Elizabeth Hays Lanfear in Crabb Robinson's Diary and Reminiscences

1809 Reminiscences: And I soon renewed my old acquaintce habits ^and^ of visiting my old acquaintance I went to Mrs Barbauld whom I had to console with, on account of her husband having drowned himself ^in a fit of insanity^ – His death was a relief to her – At Islington was my friend Miss Hayes who had also lost a brother in law Mr Lanfere by an act of suicide, the consequence of commercial embarrassment –

September 5 1812: The forenoon at Chambers & at Manning’s Chambers to whom I wrote a letter about [blank space]. At 4 Mord Andrews drove me in a gig to Geo. Wedd’s with whom I dined: his bride looked exceedingly well and Harriet Wedd her Sister very pretty. Miss Hill, the other bride maid a very agreeable girl. There were besides Mr Hill a nephew of Miss Hayes & Mr Lanfere the son in law of Miss H. I was not much pleased with either; H. is a coarse man in language & manners but is good humoured, in person resembling both Sam: Kent & Kingsbury though fatter than either. L. has more stuff in him; he has travelled And Miss H. speaks of him very highly for his exemplary conduct to his Mother in law in very trying Situations; but he is forward & makes pretensions beyond what he is entitled to. It was a day of effort. I resolved to amuse myself & others And I believe I succeeded. Andrews drove me & his Sister home late.

1820: May Thursday 25th. My brother came to town chiefly to attend the Unitarian Society today – he left me after breakfast – I was at home great part of the morning, studying a case Bromley had sent me and again lounging at Sotheby’s sale – Bought a capital Rousseau 38 vols for £7.10.0. I dined with Mr Hays. My friend Mrs H: was not there, the weather kept her away. Instead was Mrs. Lanfear and her boy – he is a fine interesting lad who I should judge by his aunt’s account of him and from his interesting face and conversation will prove an extraordinary man. His mother did not please me – She is a radical and offensively violent in the expression offer opinions – A vulgar declaimer, adopting all the commonplace notions – so that the very words were familiar to me – There is an unfeminine severity in her manner as well as a character of her opinions themselves not suited to the fair sex so that she gave me no pleasure – but she is a strong minded clever woman I have no doubt.
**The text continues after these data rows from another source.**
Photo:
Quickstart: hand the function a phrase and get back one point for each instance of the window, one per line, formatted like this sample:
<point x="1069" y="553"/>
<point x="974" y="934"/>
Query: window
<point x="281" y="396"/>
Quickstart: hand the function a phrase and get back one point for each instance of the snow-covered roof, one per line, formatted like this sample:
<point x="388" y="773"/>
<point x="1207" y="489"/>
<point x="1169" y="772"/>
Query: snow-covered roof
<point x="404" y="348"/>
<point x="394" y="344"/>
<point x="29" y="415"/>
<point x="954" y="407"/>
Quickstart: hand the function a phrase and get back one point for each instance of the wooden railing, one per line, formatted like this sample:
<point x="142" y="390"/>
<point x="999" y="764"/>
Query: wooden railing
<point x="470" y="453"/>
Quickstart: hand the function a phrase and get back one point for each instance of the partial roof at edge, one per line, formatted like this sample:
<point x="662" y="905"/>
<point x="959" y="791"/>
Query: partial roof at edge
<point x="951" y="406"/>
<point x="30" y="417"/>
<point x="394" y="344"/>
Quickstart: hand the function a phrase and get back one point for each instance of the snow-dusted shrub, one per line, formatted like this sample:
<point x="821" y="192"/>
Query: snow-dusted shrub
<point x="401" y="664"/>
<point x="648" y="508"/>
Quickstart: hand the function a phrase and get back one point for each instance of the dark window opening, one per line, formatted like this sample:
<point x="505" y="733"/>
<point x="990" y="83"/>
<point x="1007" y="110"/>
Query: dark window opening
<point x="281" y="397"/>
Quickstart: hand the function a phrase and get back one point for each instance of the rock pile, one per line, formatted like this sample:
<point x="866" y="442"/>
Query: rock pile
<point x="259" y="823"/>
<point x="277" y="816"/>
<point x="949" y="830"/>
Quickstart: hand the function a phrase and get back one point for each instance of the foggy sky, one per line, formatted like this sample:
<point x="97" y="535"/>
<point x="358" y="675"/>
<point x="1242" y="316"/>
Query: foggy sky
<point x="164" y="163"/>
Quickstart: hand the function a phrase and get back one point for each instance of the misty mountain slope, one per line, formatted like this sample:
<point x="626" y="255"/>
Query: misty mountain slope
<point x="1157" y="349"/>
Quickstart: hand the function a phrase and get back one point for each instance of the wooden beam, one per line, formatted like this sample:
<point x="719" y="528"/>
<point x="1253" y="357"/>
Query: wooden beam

1824: November 7th. After breakfasting at Hundleby’s a very pleasant walk to Greenwich and afterwards to Benecke’s – Found Miss H: in great affliction about her sister Lanfare who has a cancer and it threatens her with an early death – Probably it is of a more malignant nature than my poor sister’s – At least the surgeons hold a much more serious language about it.

1825: Saturday January 1st. A morning of calls. Manning and Jardine not at home. On Miss Hays at Mr Hills of Canonbury – Her sister is still alive but in a deplorable state.

1825: February 6th. … Found Miss Hays in deep affliction at the death of her niece Mrs Francis, and the dying condition of her sister Mrs Lanfere – rather a melancholy visit. (10th a.m.) I had a more agreeable visit to the Beneckes to whom I read some of poor Hamond’s papers They interested B: who is a most enlightened as well as zealous Christian. He seems to unite heat and light in the greatest possible degree – his religion is free from all bigotry as from all intolerance.